Eine ausführliche Befragung der Genossin Deutschmann durch die VP war zu diesem Zeitpunkt nicht möglich, weil sie die Vertreter der Kripo stehen ließ und schlafen ging. Bei den Angehörigen der VP löste diese »Handlungsweise eines führenden Funktionärs« eine negative Reaktion und starke Verbitterung aus.

In den Vernehmungen erklärte [Name 1], dass er die Genossin Deutschmann nur vom Sehen her kennt und weder ihren Namen noch ihre Tätigkeit weiß. Er habe lediglich beabsichtigt, mit ihr etwas zu trinken und evtl. intime Beziehungen aufzunehmen. Er hatte vorher bei seinem gegenüber der Genossin Deutschmann wohnenden Kollegen [Name 2] zusammen mit ihm, dessen Frau und dessen Bruder bereits größere Mengen Alkohol getrunken und beim Verlassen der Familie [Name 2] noch Licht im Hause der Genossin Deutschmann brennen sehen.

Zur Art des Kennenlernens der Genossin Deutschmann sagte [Name 1] aus:

Er habe die Genossin Deutschmann im Sommer 1961 während eines Besuches bei dem ihm bekannten Klempner [Name 3], der in unmittelbarer Nachbarschaft der Genossin Deutschmann wohnt, in ihrem Grundstück im Liegestuhl gesehen und Gefallen an ihr gefunden. Auf seine Frage, wer diese Dame sei, habe ihm [Name 3] erklärt, dass es sich um eine alleinstehende Frau handle, die dort mit ihrer Mutter wohnt. [Name 1] habe dann noch öfters gesehen, wie Genossin Deutschmann mit einem Pkw »Pobjeda« nach Hause gebracht wurde. Er vermutet deshalb, dass sie in irgendeinem Büro beschäftigt sein könnte.

Bereits vor ca. drei Monaten kam es zu einem kurzen Wortwechsel zwischen [Name 1] und der Genossin Deutschmann, als [Name 1] angetrunken an dem Grundstück der Genossin Deutschmann vorbei lief und dabei von ihr gefragt wurde, »ob es geschmeckt« hätte. Dabei deutete [Name 1] an, dass er mit ihr auch einmal zusammen trinken würde, was aber die Genossin Deutschmann ablehnte, während ihre Mutter scherzhaft zustimmte.

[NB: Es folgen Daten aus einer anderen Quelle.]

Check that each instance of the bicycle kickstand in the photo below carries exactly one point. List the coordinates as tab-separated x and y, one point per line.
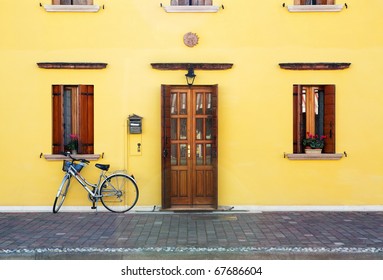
94	206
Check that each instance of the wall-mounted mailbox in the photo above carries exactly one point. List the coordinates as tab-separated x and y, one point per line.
135	124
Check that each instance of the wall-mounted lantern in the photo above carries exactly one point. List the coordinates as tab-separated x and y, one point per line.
190	76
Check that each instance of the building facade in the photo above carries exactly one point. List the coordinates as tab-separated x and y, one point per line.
268	75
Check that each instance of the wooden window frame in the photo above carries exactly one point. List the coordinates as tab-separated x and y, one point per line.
191	6
301	123
72	6
82	114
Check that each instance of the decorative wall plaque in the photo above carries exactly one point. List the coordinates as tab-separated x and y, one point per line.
190	39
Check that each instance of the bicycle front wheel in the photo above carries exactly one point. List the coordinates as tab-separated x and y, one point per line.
61	194
119	193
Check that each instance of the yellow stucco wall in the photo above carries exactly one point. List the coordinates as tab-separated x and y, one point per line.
255	96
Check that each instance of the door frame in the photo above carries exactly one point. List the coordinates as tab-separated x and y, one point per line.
165	151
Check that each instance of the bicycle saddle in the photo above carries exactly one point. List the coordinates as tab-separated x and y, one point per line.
104	167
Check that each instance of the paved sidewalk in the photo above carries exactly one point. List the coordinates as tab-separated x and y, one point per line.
215	235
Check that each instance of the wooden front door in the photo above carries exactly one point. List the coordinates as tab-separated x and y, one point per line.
189	147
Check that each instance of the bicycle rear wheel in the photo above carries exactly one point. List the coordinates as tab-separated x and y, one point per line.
61	194
119	193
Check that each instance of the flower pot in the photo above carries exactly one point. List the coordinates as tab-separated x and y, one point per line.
313	151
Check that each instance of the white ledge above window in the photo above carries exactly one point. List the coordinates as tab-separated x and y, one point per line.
315	8
72	8
191	9
78	156
314	156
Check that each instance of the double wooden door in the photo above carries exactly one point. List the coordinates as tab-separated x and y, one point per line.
189	147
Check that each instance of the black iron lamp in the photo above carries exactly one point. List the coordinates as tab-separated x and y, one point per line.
190	76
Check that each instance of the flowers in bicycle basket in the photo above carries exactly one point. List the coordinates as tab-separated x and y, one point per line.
73	143
314	141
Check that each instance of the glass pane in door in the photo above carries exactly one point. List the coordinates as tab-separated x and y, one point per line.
173	129
199	154
174	154
174	105
199	104
208	127
183	104
183	129
198	129
183	154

Aufgrund der Funktion der Genossin Deutschmann wurde der Vorgang vom MfS weiter untersucht. Dabei könnten aber keinerlei andere Momente erarbeitet oder bewiesen werden und alle Überprüfungen und die Aussagen des [Name 1] stimmen vollinhaltlich mit dem oben geschilderten Sachverhalt überein. In der Untersuchung konnte auch kein Beweis dafür erbracht werden, dass die bei der Tatortbesichtigung gefundenen Gegenstände (1 Hobeleisen und 1 Schraubenschlüssel) mit der Tat in Zusammenhang stehen.

[Name 1] trug diese Gegenstände in seiner schon beschädigten Aktentasche. Während der Schraubenschlüssel sein Eigentum ist, gehört das Hobeleisen zusammen mit einem weiteren Hobeleisen, das sich noch in der Tasche befand, dem [Name 4], der zusammen mit [Name 1] in einem Haus wohnt. [Name 1] erklärte, dass er die Hobeleisen auf seiner Arbeitsstelle für [Name 4] schleifen wollte. Eines davon und den Schraubenschlüssel habe er wahrscheinlich beim Abstellen der Tasche im Grundstück der Genossin Deutschmann verloren.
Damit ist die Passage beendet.